KJIPUKTUK (Halifax) – It may not seem to be the first, or the most relevant place to face racist ideas, but at a Monday night Open Mic Comedy event in a local bar this week, a white comedian stood up and told ‘jokes’ relying on deeply layered histories of relations between indigenous peoples and settlers.
The histories and relationships, that is, were deeply layered- his jokes were anything but.
Ramping up from some other comments on being ‘homeless’, he commented on his living-situation:
“Took over a lease and the guy’s native American girlfriend of course came with the deal. She…slept on the floor and I didn’t want to offer her a blanket, you know?”
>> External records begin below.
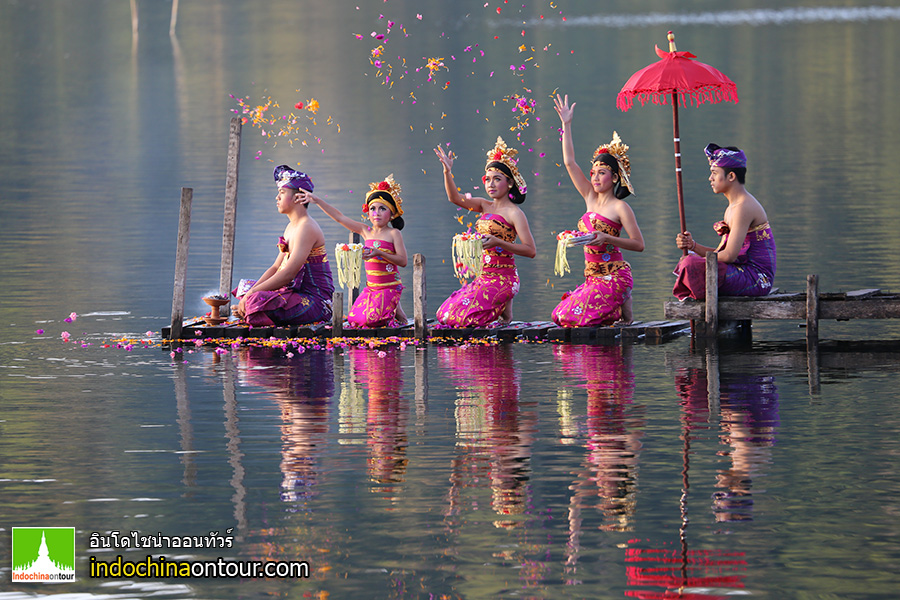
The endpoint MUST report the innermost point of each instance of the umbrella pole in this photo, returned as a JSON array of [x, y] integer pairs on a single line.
[[676, 135]]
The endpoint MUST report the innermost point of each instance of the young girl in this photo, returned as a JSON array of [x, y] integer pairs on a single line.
[[605, 296], [297, 288], [488, 296], [379, 304]]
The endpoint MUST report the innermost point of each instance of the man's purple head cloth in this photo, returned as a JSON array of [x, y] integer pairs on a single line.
[[287, 177], [729, 158]]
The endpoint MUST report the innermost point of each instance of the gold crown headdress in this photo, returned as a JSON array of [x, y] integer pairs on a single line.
[[390, 188], [503, 154], [619, 151]]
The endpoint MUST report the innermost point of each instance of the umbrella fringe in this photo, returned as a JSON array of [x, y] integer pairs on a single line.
[[712, 94]]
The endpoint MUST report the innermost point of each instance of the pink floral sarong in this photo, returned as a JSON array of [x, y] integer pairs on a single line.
[[377, 303], [607, 281], [481, 301]]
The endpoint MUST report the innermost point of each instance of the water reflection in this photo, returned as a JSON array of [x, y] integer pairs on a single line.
[[749, 421], [743, 404], [611, 432], [381, 373], [302, 387], [494, 436]]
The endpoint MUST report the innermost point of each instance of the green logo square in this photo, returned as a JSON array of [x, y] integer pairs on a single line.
[[43, 554]]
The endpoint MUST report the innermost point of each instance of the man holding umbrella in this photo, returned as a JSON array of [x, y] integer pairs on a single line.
[[746, 252]]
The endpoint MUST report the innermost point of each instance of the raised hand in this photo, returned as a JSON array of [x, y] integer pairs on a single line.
[[563, 109], [446, 158]]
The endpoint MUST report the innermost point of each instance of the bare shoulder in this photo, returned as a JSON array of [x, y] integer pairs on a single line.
[[396, 236], [751, 209]]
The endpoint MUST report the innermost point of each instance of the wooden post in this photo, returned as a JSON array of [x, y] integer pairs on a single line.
[[181, 253], [712, 294], [337, 314], [231, 181], [812, 333], [174, 18], [812, 308], [419, 297], [353, 293], [713, 389], [421, 393]]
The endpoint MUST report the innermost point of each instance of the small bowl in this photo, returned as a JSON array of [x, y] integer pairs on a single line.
[[216, 301]]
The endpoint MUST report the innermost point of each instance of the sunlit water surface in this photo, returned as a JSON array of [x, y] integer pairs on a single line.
[[533, 471]]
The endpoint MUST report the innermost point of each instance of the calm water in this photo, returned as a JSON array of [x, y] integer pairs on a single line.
[[466, 472]]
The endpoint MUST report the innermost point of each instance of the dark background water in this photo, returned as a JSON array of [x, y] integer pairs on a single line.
[[101, 129]]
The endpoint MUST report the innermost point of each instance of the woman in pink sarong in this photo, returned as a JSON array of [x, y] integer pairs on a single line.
[[385, 253], [488, 298], [605, 296], [746, 253], [297, 288]]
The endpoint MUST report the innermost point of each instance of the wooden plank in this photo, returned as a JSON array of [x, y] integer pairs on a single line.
[[865, 293], [739, 309], [867, 308], [181, 255], [228, 226]]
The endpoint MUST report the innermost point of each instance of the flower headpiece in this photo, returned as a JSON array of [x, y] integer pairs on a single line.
[[504, 155], [386, 192], [619, 151], [289, 178]]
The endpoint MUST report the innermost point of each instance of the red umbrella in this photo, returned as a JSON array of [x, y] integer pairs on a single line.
[[679, 79]]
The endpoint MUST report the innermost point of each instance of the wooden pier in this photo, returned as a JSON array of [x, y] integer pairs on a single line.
[[653, 332], [708, 317]]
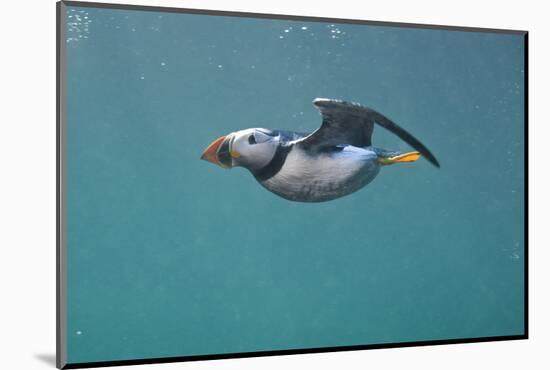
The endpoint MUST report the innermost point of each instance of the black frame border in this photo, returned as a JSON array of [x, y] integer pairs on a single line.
[[61, 354]]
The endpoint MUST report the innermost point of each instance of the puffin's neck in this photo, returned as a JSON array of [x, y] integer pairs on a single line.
[[275, 165]]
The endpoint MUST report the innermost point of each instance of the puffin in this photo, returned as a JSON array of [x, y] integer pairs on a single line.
[[334, 161]]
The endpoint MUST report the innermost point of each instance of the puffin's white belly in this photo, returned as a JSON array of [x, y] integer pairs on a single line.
[[323, 177]]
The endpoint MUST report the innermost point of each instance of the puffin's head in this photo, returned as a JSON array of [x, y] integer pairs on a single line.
[[252, 148]]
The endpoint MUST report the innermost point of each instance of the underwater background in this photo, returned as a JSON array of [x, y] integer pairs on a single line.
[[172, 256]]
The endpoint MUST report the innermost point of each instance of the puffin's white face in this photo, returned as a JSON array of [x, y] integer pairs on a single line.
[[252, 148]]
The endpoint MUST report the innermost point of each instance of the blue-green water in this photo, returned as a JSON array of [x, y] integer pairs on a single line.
[[171, 256]]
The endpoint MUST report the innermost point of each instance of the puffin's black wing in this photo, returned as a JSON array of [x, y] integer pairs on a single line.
[[351, 123]]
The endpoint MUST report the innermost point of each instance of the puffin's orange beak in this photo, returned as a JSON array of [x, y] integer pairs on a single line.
[[211, 152]]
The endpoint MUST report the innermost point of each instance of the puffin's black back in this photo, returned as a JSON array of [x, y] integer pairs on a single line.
[[353, 124]]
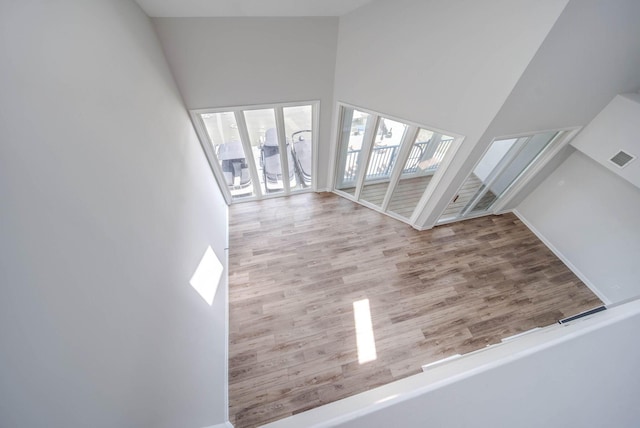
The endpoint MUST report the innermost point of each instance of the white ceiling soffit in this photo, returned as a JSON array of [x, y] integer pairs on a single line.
[[237, 8]]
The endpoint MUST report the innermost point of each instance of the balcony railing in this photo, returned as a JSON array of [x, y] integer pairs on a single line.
[[383, 159]]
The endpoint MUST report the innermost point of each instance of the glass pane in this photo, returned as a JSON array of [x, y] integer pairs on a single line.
[[351, 139], [382, 159], [531, 148], [222, 130], [425, 157], [298, 123], [261, 127], [501, 166]]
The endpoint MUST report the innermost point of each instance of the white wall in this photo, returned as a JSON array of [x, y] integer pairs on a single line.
[[590, 215], [447, 64], [615, 128], [580, 375], [107, 205], [591, 54], [222, 62]]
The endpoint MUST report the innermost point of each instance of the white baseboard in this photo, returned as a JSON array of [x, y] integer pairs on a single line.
[[564, 259], [223, 425]]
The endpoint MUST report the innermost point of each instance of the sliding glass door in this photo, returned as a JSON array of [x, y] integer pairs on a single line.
[[387, 164], [263, 151]]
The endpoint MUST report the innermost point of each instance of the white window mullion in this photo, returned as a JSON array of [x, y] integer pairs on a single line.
[[284, 156], [207, 147], [246, 145], [365, 152], [405, 150]]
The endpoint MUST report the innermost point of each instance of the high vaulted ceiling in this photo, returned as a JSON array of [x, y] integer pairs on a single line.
[[228, 8]]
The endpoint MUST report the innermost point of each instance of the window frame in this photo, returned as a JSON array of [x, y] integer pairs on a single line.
[[412, 132], [238, 111]]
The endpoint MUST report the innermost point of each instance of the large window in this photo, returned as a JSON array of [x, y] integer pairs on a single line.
[[260, 151], [388, 164], [504, 164]]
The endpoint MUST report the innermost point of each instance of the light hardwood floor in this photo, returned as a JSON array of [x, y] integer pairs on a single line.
[[298, 264]]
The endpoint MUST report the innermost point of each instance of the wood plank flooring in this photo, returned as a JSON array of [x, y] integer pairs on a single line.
[[298, 264]]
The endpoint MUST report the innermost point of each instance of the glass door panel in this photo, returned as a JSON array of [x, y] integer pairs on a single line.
[[425, 157], [382, 160], [265, 148], [501, 166], [223, 134], [298, 126], [354, 126]]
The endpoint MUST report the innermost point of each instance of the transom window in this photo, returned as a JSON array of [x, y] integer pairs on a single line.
[[260, 151]]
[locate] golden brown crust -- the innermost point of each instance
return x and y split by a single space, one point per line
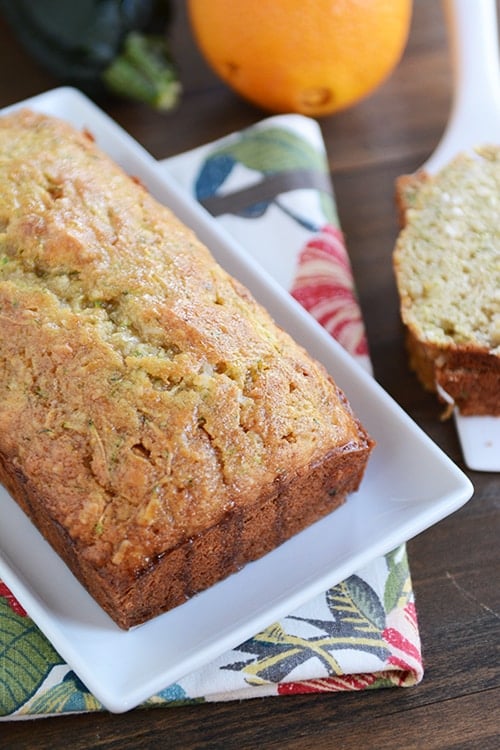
463 368
155 424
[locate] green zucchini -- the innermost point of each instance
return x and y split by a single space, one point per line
119 46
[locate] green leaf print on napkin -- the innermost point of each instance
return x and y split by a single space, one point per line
274 150
26 657
398 587
285 161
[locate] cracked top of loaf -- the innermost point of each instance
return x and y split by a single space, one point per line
142 389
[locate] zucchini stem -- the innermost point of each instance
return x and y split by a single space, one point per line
143 71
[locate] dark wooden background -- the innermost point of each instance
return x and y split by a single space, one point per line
456 564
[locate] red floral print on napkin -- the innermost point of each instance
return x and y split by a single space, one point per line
324 286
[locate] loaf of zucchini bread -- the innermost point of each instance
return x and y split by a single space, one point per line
156 425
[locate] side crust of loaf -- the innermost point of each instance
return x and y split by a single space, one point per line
464 370
244 535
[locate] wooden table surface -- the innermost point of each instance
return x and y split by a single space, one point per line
456 564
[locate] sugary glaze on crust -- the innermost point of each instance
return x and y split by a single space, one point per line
447 264
146 400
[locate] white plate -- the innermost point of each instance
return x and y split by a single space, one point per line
410 485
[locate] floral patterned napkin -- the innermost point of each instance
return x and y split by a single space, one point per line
269 186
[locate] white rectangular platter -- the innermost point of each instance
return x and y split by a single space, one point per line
410 485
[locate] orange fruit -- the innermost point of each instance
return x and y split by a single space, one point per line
308 56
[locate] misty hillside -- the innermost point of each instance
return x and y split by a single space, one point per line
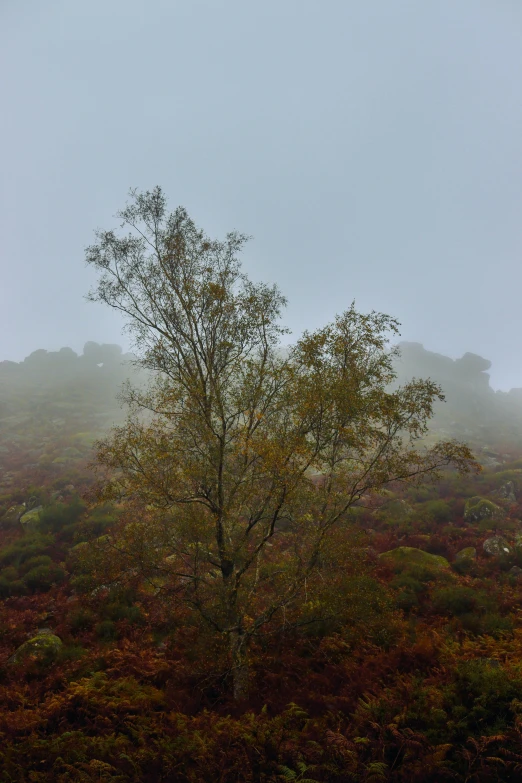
472 411
53 404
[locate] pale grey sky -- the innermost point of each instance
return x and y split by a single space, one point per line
373 148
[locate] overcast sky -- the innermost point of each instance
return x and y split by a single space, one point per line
371 147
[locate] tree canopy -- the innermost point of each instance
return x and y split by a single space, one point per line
244 456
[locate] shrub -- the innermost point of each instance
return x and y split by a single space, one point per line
81 620
106 630
437 510
35 562
43 577
83 584
59 515
455 600
29 546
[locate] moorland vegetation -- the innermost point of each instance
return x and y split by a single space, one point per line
279 565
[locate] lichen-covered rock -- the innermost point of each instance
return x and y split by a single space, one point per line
45 645
508 491
13 514
30 519
468 553
496 546
478 508
409 555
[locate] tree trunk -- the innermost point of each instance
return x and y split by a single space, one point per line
240 672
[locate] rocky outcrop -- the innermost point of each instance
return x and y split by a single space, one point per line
30 519
45 645
478 508
496 546
408 556
465 555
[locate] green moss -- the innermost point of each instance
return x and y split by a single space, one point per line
43 646
478 508
406 556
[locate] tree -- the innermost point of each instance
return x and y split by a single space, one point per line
245 455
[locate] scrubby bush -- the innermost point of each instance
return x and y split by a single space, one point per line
106 630
31 545
81 620
455 600
43 577
437 511
58 516
35 562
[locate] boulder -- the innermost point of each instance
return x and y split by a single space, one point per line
477 509
44 645
30 519
13 514
507 492
496 546
468 553
408 556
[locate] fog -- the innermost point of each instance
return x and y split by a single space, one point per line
372 150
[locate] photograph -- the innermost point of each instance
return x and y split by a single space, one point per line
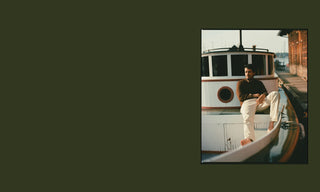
254 96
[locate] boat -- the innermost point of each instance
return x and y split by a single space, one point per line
221 120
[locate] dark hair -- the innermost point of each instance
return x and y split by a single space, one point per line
250 66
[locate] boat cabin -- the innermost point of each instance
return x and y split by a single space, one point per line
222 68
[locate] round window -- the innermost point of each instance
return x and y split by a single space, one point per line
225 94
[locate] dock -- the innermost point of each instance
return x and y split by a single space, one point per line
296 89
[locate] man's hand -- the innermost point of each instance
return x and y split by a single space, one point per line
260 99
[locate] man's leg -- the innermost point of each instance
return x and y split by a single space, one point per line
271 100
248 110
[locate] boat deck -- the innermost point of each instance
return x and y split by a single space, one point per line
283 145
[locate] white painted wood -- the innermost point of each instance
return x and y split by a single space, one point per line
244 152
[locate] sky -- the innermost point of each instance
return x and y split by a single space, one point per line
267 39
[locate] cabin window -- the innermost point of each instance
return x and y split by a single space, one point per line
204 66
219 65
259 62
225 94
270 65
237 63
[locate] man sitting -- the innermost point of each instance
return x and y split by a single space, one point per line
254 97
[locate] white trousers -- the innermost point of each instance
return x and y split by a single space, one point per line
249 108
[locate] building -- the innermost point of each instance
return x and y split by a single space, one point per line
298 51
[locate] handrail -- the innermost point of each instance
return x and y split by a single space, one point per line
235 49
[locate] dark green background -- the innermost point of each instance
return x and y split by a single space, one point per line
107 95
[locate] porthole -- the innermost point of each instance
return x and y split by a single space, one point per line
225 94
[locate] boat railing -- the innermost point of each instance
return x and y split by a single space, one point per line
235 49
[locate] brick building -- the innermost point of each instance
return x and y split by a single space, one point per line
298 51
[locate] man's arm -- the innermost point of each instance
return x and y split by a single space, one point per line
242 92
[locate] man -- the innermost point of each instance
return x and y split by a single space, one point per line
254 97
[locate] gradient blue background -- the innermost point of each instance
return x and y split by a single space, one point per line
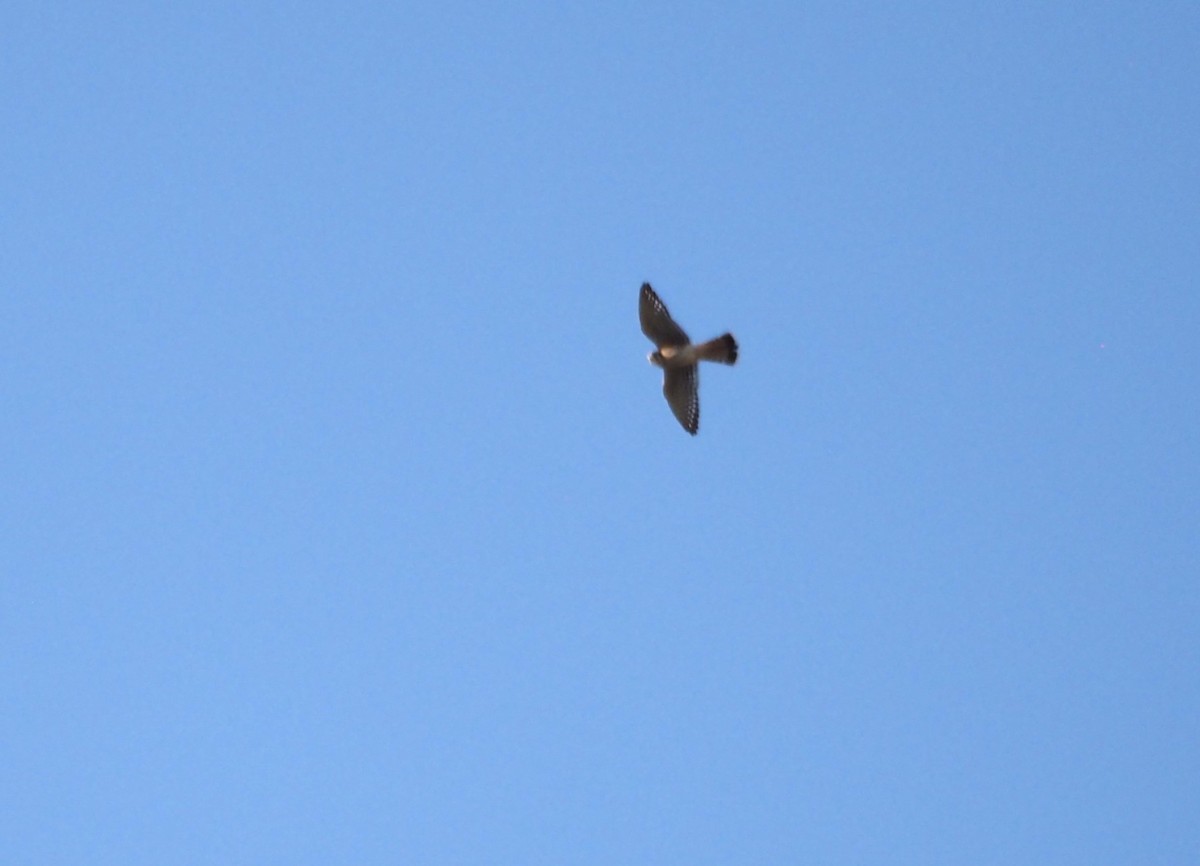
342 518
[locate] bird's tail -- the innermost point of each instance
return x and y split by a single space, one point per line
724 349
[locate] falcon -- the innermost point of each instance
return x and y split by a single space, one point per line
679 358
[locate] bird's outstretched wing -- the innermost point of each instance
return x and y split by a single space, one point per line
681 386
657 322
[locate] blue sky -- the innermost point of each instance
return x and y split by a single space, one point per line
345 521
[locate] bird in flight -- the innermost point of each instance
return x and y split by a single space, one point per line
679 358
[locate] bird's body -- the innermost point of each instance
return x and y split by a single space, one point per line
679 358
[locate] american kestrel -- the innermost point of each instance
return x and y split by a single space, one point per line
679 356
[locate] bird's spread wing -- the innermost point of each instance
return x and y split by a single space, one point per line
681 386
657 322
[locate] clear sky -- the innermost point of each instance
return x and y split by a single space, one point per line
342 519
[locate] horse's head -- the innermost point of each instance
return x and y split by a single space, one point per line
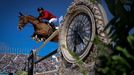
22 21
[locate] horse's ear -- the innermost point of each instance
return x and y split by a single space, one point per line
21 14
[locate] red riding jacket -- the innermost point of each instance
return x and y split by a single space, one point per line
46 15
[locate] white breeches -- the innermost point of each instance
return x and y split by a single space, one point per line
53 20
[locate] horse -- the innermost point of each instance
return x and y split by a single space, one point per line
42 30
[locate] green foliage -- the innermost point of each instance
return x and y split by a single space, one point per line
120 61
78 61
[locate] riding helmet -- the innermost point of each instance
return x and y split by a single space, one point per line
40 9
At an ‘amateur’ comedy night, you may expect rookie mistakes and possibly coarse-grained jokes or off-colour remarks. Comedy is a kind of performance that makes points by hitting hard against boundaries. In this case it merely showcased the ignorance and shallow attitude of one performer.
What should our reaction be? One audience member said “I felt like everyone in the room was similarly shocked by how disrespectful [it was]. That bomb pretty much ruined it for everybody. But no one stood up or called him out.” The audience gave as little reaction as possible as the amateur glided through to his next set-up to talk about ‘black balls’ and comparing Mormons to dogs.
If we talk about the purpose of comedy, the Oxford dictionary would say it is “…entertainment consisting of jokes and sketches, intended to make an audience laugh.”
The performance missed that mark; the audience gave no positive reinforcement.
Maybe his intent was to be closer to satire: “The use of humour, irony, exaggeration, or ridicule to expose and criticize people’s stupidity or vices, particularly in the context of contemporary politics and other topical issues.”
Well, he certainly exposed some stupidity and vice.
We could argue about the purpose of comedy here, but in reality this performance depicts a deformed or—at the very least—singular perspective of reality that is hurtful to and misrepresents real people.
Was the comedian aware of current issues of indigenous struggle? Didn’t the city of Halifax just last week remove a statue of a colonial player from a prominent space, only to have racist talk perpetuated on a stage the following week?
Was he making any real comment, other than trying to get a laugh for his own success and pleasure?
No matter how many jokes about brown, white or black folks this comedian may make in other performances, he should always keep in mind what is funny or critical, and what is perpetuating hateful, racist thoughts. A performer of any kind needs to be conscious of the society they’re speaking within.
Comedy should not be exempt from criticism. It should not be a cover for complete ignorance.